The UK government will scrap the Payment Systems Regulator (PSR) under the Prime Minister’s "Plan for Change" to cut red tape and simplify financial regulation.
The PSR, which oversees payment systems such as Faster Payments and Mastercard, will be largely consolidated into the Financial Conduct Authority (FCA).
The government argues that this will simplify compliance for firms, particularly smaller businesses that struggle with the costs of dealing with multiple regulators.
“For too long, the previous Government hid behind regulators, deferring decisions and allowing regulations to bloat and block meaningful growth in this country, and it has been working people who pay the price of this stagnation,” said Keir Starmer, the Prime Minister.
According to Starmer, whose Labour government swept to power last year, this is the latest step in efforts to kickstart economic growth, “which is the only way we can fundamentally drive-up living standards and get more money in people’s pockets”.
“That’s why it is the priority in the Plan for Change, and it’s why I’m not letting anything get in its way.”
The decision follows concerns from financial players that the UK’s regulatory framework is overly complex, requiring payment system firms to engage with three different regulators.
By reducing this duplication, the centre-left government is hoping to boost economic growth and encourage more investment into the UK.
Announcing the changes, the Prime Minister emphasised that only through economic growth can living standards improve, promising that regulatory reform will help put more money in consumers' pockets.
Managing the transition
In the short term, the PSR will continue its existing work, retaining statutory powers until legislation is passed to formalise the transition.
During this period, it will work closely with the FCA to ensure a smooth handover and maintain market competitiveness.
The abolition of the PSR is part of a broader government push to reshape the regulatory landscape.
Recent efforts have included a call for regulators to propose at least five reforms to boost growth and a direct intervention from the Chancellor earlier this year to scrutinise these proposals.
“The regulatory system has become burdensome to the point of choking off innovation, investment and growth,” commented Rachel Reeves, the UK’s Chancellor. “We will free businesses from that stranglehold.”
In a statement shared with the media, the PSR said that the government's announcement “is a pragmatic next step in simplifying and clarifying payments regulation”.
“We welcome the government’s commitment to maintaining effective regulation of payment systems, which was a gap before the PSR was set up.”
The statement continues that, since its inception, the payments sector has dramatically changed, particularly over recent years.

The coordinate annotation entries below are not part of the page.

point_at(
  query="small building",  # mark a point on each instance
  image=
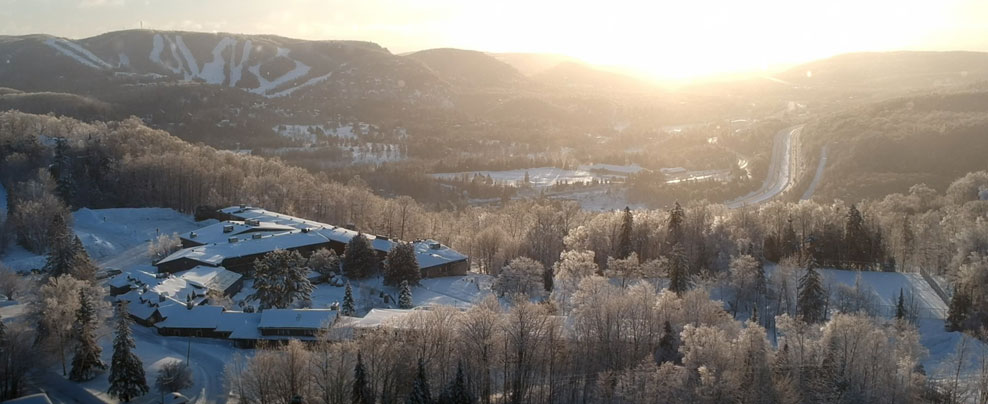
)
(197, 321)
(303, 324)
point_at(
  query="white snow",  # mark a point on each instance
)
(80, 54)
(265, 85)
(309, 82)
(538, 177)
(190, 60)
(237, 69)
(213, 72)
(3, 203)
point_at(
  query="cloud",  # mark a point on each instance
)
(101, 3)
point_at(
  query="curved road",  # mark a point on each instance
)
(781, 170)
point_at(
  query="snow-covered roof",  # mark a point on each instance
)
(379, 317)
(430, 253)
(40, 398)
(215, 278)
(179, 316)
(232, 320)
(214, 254)
(215, 233)
(296, 318)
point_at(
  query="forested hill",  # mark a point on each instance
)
(889, 146)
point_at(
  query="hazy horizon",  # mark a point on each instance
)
(705, 38)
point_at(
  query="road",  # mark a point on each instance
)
(816, 177)
(781, 170)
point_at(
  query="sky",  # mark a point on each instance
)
(661, 38)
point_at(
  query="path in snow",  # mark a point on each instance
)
(780, 170)
(80, 54)
(816, 177)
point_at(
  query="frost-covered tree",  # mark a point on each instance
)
(678, 270)
(625, 269)
(401, 265)
(173, 376)
(86, 363)
(420, 387)
(360, 391)
(521, 276)
(748, 281)
(325, 262)
(347, 308)
(405, 296)
(625, 248)
(127, 380)
(359, 259)
(280, 280)
(812, 299)
(456, 392)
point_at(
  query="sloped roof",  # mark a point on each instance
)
(179, 316)
(296, 318)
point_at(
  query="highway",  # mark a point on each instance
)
(781, 170)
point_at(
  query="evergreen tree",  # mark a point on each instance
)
(360, 392)
(127, 379)
(358, 258)
(668, 349)
(420, 387)
(86, 363)
(857, 243)
(624, 242)
(401, 265)
(678, 270)
(674, 229)
(348, 309)
(280, 280)
(811, 299)
(456, 391)
(900, 307)
(61, 253)
(960, 308)
(61, 171)
(790, 242)
(405, 296)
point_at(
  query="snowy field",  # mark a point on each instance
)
(539, 177)
(932, 310)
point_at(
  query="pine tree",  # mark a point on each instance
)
(624, 242)
(86, 363)
(82, 267)
(61, 171)
(674, 229)
(678, 270)
(668, 349)
(360, 392)
(280, 280)
(900, 307)
(358, 258)
(811, 298)
(348, 308)
(405, 296)
(960, 307)
(127, 379)
(401, 265)
(61, 254)
(420, 387)
(456, 391)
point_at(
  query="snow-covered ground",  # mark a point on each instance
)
(932, 310)
(538, 177)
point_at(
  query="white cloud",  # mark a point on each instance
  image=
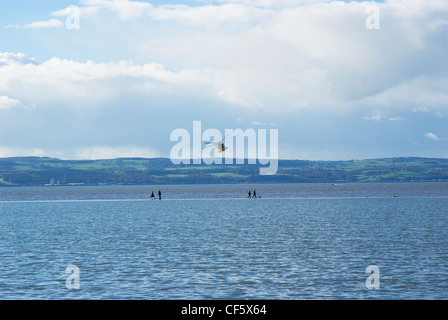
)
(52, 23)
(8, 103)
(432, 136)
(73, 83)
(6, 152)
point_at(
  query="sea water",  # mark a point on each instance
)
(304, 241)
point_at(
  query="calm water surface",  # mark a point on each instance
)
(305, 241)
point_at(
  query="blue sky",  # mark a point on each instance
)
(136, 70)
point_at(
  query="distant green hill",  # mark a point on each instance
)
(34, 171)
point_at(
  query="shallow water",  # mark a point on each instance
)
(195, 247)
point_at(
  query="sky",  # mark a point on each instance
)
(339, 80)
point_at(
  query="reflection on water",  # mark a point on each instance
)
(293, 243)
(229, 191)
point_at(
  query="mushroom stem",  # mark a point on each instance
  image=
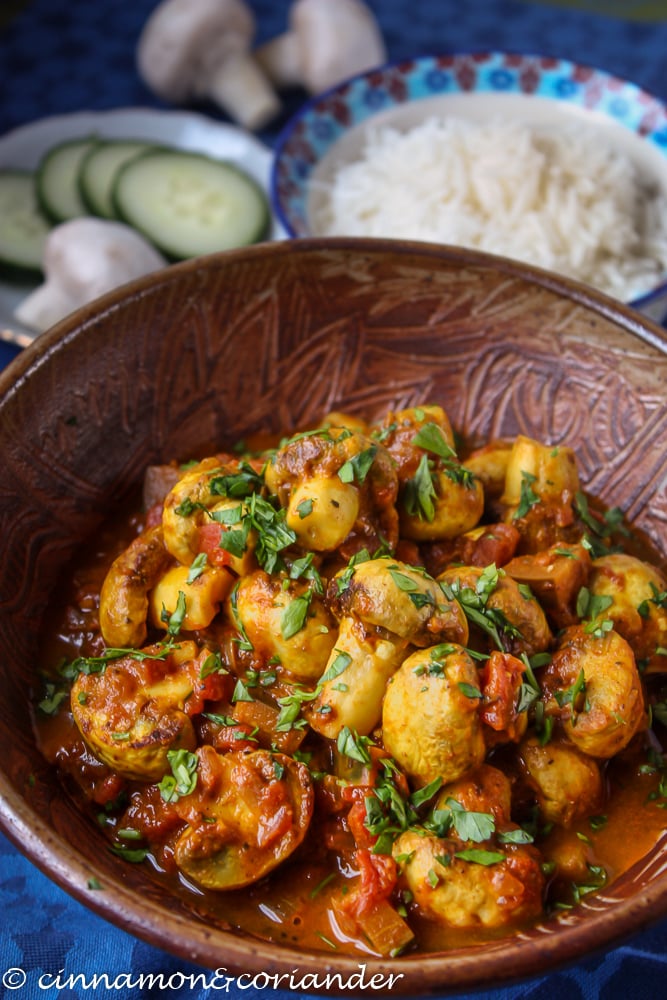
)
(327, 41)
(241, 89)
(280, 60)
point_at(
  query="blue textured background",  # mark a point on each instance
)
(71, 55)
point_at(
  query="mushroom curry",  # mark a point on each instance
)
(361, 691)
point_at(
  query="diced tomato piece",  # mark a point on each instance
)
(209, 542)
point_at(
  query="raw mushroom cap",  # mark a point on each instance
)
(184, 41)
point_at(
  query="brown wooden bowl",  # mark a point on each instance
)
(271, 338)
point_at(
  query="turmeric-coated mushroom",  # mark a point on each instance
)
(247, 813)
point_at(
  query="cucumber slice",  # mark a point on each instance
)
(98, 171)
(23, 227)
(188, 204)
(58, 179)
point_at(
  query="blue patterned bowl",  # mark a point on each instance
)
(328, 131)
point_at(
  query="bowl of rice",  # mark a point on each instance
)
(527, 157)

“The PSR has played a central role, supporting open banking and innovation, opening up access to payment systems, promoting competition, and introducing world leading protections for victims of fraud. Colleagues should rightly be proud of all they have achieved.”
“We’re committed to working with the government, the FCA and the Bank of England as decisions are taken on the transfer of regulatory responsibilities and, when they are, help ensure the process is smooth,” the PSR said.

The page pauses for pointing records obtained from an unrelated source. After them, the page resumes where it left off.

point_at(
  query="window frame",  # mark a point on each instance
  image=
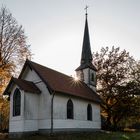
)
(16, 103)
(89, 112)
(70, 109)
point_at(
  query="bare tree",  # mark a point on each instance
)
(115, 85)
(13, 52)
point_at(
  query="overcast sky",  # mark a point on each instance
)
(55, 28)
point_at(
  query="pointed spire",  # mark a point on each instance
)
(86, 56)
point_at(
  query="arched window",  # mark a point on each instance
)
(89, 112)
(69, 109)
(92, 77)
(16, 102)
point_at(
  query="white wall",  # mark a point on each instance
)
(16, 123)
(87, 77)
(36, 110)
(43, 101)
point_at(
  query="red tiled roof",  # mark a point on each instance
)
(62, 83)
(24, 85)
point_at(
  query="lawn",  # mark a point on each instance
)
(86, 136)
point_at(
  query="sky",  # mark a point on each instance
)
(55, 28)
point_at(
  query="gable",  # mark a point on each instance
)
(61, 83)
(23, 85)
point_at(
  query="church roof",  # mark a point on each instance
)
(61, 83)
(86, 56)
(24, 85)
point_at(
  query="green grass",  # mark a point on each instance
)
(87, 136)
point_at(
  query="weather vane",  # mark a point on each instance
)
(86, 8)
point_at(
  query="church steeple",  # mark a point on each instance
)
(86, 72)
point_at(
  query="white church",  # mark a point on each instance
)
(45, 100)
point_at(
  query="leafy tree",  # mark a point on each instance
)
(114, 85)
(13, 52)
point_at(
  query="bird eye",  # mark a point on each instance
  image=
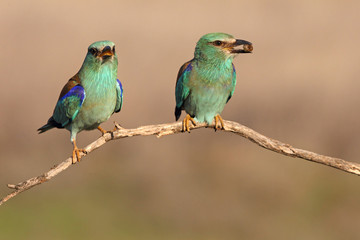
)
(93, 51)
(217, 43)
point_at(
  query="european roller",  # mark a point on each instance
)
(207, 82)
(90, 97)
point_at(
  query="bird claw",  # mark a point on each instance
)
(117, 126)
(76, 157)
(103, 131)
(219, 121)
(186, 127)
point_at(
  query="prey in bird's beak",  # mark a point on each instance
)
(247, 46)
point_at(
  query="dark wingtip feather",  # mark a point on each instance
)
(177, 113)
(49, 125)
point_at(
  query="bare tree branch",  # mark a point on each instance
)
(172, 128)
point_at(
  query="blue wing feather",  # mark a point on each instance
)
(69, 105)
(119, 97)
(233, 83)
(182, 90)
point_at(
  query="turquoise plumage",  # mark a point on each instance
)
(91, 96)
(207, 82)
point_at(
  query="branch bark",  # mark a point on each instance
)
(173, 128)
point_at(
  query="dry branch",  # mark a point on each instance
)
(172, 128)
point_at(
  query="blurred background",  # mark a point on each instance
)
(300, 86)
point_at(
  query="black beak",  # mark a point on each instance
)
(106, 53)
(247, 46)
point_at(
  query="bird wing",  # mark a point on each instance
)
(70, 101)
(119, 96)
(233, 84)
(182, 90)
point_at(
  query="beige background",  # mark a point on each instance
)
(301, 86)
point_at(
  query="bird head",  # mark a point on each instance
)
(221, 46)
(101, 53)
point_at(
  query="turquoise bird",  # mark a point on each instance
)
(207, 82)
(90, 97)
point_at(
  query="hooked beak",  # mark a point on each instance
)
(247, 46)
(106, 53)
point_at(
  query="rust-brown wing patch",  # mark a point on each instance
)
(75, 80)
(181, 70)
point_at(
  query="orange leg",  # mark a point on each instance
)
(76, 153)
(217, 120)
(103, 131)
(186, 127)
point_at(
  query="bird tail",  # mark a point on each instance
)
(49, 125)
(177, 113)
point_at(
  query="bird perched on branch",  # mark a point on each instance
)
(207, 82)
(90, 97)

Nikhil Rathi, the CEO of the FCA, said in a media statement that “PSR colleagues have made payment systems safer, more competitive and increasingly innovative. They should be proud of the huge amount achieved.”

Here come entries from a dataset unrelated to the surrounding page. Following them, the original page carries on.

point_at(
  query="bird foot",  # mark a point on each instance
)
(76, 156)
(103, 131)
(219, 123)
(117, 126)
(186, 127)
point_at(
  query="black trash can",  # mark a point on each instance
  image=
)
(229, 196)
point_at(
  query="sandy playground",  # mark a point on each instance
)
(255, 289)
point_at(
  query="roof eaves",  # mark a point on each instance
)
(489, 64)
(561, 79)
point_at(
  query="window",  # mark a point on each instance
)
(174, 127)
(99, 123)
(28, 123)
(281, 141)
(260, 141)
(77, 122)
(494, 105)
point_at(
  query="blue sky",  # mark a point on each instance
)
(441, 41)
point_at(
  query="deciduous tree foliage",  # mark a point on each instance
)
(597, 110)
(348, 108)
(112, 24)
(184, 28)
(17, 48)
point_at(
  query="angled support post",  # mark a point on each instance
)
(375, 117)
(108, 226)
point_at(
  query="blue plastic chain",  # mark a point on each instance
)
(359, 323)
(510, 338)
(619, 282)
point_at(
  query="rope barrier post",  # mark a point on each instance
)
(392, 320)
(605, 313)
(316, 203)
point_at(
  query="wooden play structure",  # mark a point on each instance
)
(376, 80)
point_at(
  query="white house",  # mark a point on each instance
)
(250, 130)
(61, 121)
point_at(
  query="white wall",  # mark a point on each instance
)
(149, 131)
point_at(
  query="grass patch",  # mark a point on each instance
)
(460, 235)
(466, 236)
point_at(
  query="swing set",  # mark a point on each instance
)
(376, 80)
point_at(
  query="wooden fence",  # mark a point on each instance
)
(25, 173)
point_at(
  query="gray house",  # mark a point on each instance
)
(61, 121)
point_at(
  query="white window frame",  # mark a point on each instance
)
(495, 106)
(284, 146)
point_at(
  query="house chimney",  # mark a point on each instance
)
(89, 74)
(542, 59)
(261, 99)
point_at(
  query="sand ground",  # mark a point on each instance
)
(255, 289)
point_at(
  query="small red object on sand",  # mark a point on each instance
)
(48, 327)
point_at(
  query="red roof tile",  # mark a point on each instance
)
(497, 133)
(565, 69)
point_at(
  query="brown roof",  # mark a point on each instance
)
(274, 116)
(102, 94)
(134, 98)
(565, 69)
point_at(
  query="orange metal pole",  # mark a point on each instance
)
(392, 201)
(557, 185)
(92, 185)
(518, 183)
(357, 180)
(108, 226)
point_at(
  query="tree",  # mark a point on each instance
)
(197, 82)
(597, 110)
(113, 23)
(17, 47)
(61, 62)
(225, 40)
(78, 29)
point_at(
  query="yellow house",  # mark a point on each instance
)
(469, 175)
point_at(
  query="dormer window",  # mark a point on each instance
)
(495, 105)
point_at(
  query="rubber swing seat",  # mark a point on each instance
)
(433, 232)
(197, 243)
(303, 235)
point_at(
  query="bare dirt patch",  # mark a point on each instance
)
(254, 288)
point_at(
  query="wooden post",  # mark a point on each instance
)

However, he acknowledged that with a changed payments landscape, now is the right time to put in place a more streamlined regulatory framework. “Doing so is a natural next step following recent work to improve co-ordination and clarity on regulatory responsibilities”, he said.
“We will drive forward with change, including welcoming the deep expertise of PSR colleagues within the FCA.”
What now?
It has been hinted at for weeks that the PSR may be due to be folded into the FCA, and the announcement came the night before the leadership of the PSR is due to appear at a hearing with the Treasury Select Committee.
The likelihood that the regulator would be closed down began to become apparent last year, not only when the jobs of PSR managing director and payments chief at the FCA were merged into one, but also when the Treasury relinquished the PSR of its responsibilities over open banking changes, handing them over to the FCA.
In recent years, the PSR has also faced scrutiny over some of its regulatory choices, including its authorised push payment (APP) fraud reimbursement rules.
Many felt the rules were too interventionist and had the potential to bankrupt financial institutions forced to reimburse consumers who had fallen victim to APP fraud.
Sources have also suggested that the PSR has faced pressure from the market and government over challenging card schemes’ fee transparency.
Last week, the PSR concluded that the cards market is not performing well in the UK, and is causing a negative impact on merchants and consumers.